After lunch, walk over to the Castel San Pietro viewpoint and let everyone reset for a while; this is the city’s best panoramic stop, with the whole curve of Verona laid out below, from the river to the rooftops. It’s the place for the group photo and for just sitting a bit, especially if the heat is building—bring water, because June afternoons can get warm fast. In the late afternoon, head back down toward the river and finish at Osteria Sottoriva, one of those wonderfully old-school lanes where dinner feels casual, local, and a little bit hidden from the busiest tourist flow. It’s a good end-of-day choice for a mixed-age group: more relaxed than a polished restaurant, with pastas, risotti, and simple Veronese plates that usually land around €18–30 per person. If the teens still have energy after dinner, the walk back through the riverfront at dusk is one of the nicest easy strolls in the city.
Start the day slowly at Basilica di San Zeno Maggiore, which is exactly the right kind of final-day anchor: calm, beautiful, and not packed with the same energy as the city center. Aim for the first hour after opening if you can, when the light is best and the square is still quiet. Entry is usually around €4–6, and you’ll want about an hour to really take in the Romanesque façade, the bronze doors, and the peaceful interior. For teenagers, this works well because it’s impressive without feeling like a “museum chore” — and the neighborhood around it sets the tone for an unhurried last day.
From there, wander a few minutes into the Piazza San Zeno market area, where the rhythm of the neighborhood feels very local and unpolished in the best way. On market days, you’ll find produce stalls, flowers, and everyday Verona life rather than tourist crowds; even when it’s quieter, the square is still good for a coffee and people-watching.

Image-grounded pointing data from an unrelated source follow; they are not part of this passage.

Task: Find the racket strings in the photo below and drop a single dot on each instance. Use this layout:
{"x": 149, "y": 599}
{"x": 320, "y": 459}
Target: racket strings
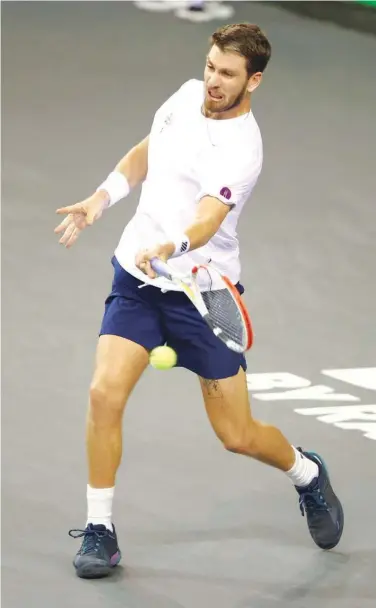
{"x": 225, "y": 315}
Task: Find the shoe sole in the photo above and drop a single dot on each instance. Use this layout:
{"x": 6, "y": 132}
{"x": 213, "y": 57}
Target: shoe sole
{"x": 341, "y": 517}
{"x": 96, "y": 569}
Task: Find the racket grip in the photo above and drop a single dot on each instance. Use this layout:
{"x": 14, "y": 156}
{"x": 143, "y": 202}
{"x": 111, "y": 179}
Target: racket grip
{"x": 161, "y": 268}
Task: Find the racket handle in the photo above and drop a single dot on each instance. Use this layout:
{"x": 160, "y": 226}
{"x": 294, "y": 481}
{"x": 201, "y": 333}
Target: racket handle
{"x": 161, "y": 268}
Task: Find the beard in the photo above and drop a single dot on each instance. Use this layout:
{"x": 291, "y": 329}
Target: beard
{"x": 224, "y": 105}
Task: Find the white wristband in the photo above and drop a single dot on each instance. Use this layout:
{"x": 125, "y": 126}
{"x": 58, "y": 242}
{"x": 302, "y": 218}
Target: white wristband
{"x": 182, "y": 245}
{"x": 117, "y": 187}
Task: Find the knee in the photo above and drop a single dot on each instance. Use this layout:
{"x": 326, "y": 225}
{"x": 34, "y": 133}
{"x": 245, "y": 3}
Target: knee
{"x": 241, "y": 441}
{"x": 107, "y": 400}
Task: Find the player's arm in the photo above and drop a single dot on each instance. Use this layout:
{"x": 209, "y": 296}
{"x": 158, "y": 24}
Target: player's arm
{"x": 128, "y": 173}
{"x": 210, "y": 214}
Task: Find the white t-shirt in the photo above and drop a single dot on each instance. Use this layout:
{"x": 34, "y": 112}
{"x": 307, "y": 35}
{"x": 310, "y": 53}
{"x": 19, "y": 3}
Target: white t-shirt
{"x": 191, "y": 156}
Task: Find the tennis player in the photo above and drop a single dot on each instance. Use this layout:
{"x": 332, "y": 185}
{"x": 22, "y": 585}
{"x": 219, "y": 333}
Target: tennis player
{"x": 198, "y": 167}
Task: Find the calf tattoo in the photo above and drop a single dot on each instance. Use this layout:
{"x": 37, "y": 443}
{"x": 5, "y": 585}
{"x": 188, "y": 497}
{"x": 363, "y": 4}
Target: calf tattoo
{"x": 213, "y": 389}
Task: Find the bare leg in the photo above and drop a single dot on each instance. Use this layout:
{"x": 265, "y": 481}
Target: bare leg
{"x": 228, "y": 408}
{"x": 119, "y": 365}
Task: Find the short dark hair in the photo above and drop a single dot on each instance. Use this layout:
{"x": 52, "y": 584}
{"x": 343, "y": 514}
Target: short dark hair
{"x": 247, "y": 40}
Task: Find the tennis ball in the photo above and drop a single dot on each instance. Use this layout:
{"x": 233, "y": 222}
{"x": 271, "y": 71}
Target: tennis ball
{"x": 163, "y": 357}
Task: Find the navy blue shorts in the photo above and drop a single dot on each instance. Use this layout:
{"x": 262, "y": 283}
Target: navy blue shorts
{"x": 152, "y": 318}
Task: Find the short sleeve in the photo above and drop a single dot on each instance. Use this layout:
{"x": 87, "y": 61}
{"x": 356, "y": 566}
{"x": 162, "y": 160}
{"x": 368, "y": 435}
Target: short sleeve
{"x": 230, "y": 177}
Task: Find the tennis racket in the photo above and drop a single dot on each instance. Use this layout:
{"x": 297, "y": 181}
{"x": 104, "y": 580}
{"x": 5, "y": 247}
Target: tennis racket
{"x": 222, "y": 308}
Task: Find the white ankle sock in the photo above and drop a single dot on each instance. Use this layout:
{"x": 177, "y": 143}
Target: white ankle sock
{"x": 99, "y": 506}
{"x": 303, "y": 471}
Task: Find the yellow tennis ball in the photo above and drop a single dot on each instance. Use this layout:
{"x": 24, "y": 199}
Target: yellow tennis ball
{"x": 163, "y": 357}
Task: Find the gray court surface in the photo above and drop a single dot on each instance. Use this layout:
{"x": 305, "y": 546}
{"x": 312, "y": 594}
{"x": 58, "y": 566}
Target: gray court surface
{"x": 198, "y": 527}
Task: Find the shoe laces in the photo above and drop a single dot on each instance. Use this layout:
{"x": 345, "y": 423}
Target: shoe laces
{"x": 92, "y": 538}
{"x": 312, "y": 501}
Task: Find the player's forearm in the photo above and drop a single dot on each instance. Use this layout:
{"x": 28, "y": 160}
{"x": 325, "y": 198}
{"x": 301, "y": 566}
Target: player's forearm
{"x": 134, "y": 165}
{"x": 128, "y": 173}
{"x": 201, "y": 231}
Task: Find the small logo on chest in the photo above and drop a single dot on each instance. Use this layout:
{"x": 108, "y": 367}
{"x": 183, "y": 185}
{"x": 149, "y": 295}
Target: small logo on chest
{"x": 226, "y": 193}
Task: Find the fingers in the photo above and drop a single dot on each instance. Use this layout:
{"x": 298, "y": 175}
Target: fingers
{"x": 68, "y": 220}
{"x": 143, "y": 263}
{"x": 77, "y": 208}
{"x": 69, "y": 231}
{"x": 73, "y": 238}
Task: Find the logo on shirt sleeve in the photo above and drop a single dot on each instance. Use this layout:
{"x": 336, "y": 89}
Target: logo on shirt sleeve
{"x": 226, "y": 193}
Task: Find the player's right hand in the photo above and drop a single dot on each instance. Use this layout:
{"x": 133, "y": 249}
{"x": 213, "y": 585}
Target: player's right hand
{"x": 79, "y": 216}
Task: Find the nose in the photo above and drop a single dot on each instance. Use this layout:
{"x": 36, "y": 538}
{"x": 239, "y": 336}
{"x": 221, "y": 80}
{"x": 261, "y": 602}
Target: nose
{"x": 213, "y": 81}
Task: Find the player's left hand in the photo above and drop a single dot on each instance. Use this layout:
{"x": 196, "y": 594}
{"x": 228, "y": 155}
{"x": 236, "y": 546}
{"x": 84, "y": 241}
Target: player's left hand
{"x": 163, "y": 252}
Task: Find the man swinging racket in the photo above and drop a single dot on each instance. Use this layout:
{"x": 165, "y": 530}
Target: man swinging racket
{"x": 198, "y": 166}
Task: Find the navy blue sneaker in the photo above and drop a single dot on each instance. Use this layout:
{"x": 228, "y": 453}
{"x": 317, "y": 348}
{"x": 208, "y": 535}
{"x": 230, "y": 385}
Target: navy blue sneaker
{"x": 99, "y": 551}
{"x": 322, "y": 507}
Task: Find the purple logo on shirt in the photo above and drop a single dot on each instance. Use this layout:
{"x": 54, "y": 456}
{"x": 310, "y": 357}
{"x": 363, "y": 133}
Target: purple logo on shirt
{"x": 226, "y": 193}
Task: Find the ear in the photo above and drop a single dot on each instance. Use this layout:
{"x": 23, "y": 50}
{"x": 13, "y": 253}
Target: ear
{"x": 254, "y": 82}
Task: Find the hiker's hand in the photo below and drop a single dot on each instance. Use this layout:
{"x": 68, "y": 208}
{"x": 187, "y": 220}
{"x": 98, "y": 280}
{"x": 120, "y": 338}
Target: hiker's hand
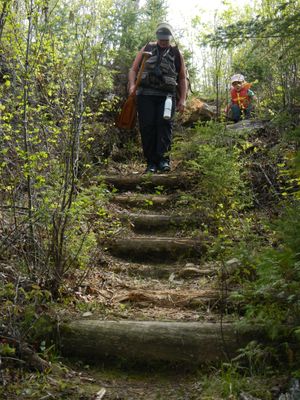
{"x": 180, "y": 106}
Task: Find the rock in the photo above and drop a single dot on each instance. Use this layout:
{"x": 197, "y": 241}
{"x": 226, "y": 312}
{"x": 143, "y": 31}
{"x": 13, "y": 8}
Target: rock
{"x": 87, "y": 314}
{"x": 197, "y": 110}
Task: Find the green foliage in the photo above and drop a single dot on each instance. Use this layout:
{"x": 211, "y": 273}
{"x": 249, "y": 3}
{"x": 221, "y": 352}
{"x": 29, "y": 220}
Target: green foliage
{"x": 218, "y": 165}
{"x": 273, "y": 298}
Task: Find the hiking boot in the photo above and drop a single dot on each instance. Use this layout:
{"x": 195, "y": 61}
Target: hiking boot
{"x": 164, "y": 166}
{"x": 151, "y": 168}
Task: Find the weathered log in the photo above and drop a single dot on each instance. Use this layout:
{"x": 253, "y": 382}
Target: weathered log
{"x": 155, "y": 248}
{"x": 198, "y": 110}
{"x": 148, "y": 180}
{"x": 248, "y": 124}
{"x": 148, "y": 341}
{"x": 205, "y": 298}
{"x": 142, "y": 200}
{"x": 159, "y": 222}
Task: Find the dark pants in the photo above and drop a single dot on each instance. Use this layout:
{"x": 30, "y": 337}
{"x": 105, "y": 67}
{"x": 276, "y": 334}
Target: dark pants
{"x": 238, "y": 114}
{"x": 156, "y": 132}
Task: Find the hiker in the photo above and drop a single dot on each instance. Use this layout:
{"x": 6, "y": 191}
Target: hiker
{"x": 242, "y": 98}
{"x": 163, "y": 77}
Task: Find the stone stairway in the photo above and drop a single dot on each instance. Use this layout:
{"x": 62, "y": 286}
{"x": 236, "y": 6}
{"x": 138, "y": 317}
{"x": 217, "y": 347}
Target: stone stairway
{"x": 167, "y": 302}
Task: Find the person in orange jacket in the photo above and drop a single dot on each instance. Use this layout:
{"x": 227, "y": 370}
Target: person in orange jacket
{"x": 242, "y": 98}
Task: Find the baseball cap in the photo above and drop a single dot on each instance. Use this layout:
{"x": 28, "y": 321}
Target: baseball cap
{"x": 237, "y": 78}
{"x": 164, "y": 31}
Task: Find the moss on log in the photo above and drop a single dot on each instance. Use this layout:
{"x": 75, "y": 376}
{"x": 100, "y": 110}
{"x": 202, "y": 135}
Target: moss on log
{"x": 148, "y": 341}
{"x": 155, "y": 248}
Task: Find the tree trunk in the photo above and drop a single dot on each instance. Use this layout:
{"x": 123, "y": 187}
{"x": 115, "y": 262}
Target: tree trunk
{"x": 148, "y": 341}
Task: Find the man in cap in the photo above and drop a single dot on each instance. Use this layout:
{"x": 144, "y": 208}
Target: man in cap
{"x": 164, "y": 76}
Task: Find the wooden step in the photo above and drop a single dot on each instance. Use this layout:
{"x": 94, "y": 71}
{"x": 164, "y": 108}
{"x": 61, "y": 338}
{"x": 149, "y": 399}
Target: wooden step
{"x": 148, "y": 341}
{"x": 155, "y": 248}
{"x": 160, "y": 222}
{"x": 144, "y": 181}
{"x": 142, "y": 200}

It’s an easy 30-minute stop, so don’t over-plan it — this is where you let the day breathe before drifting on to the next thing.
A short walk brings you to Gelateria Ponte Pietra for a mid-morning gelato break, which is basically the simplest way to keep four teenagers happy without killing the pace. Expect around €3–5 per cone or cup, and it’s worth choosing something light before lunch since the day is moving toward a proper sit-down meal. After that, head to Osteria al Duca for lunch — a solid, classic Verona choice that feels special without being fussy. Book if you can, especially in June; lunch here typically runs about €20–35 per person depending on drinks and sharing plates, and 75 minutes is about right if you want to enjoy it without rushing. Ask for local staples like risotto all’Amarone or pastissada if they have it, and keep a little room for the next stop.
After lunch, make the brief hop to Arco dei Gavi, a quick but worthwhile historical stop that gives the day a little final structure before it loosens again. You only need about 20 minutes here — it’s more of a “look, snap, and appreciate” stop than a long visit — but it adds a nice sense of Verona’s layers before you finish by the river. Then head down toward Lungadige San Giorgio, where the city slows down beautifully in the late afternoon. This is the best moment to just walk, lean on a railing, and watch the light soften over the Adige; if the group still has energy, keep going for a longer loop, but if not, this is a perfect place to sit and let the trip land. It’s one of those Verona endings that feels simple in the moment and becomes the memory you keep.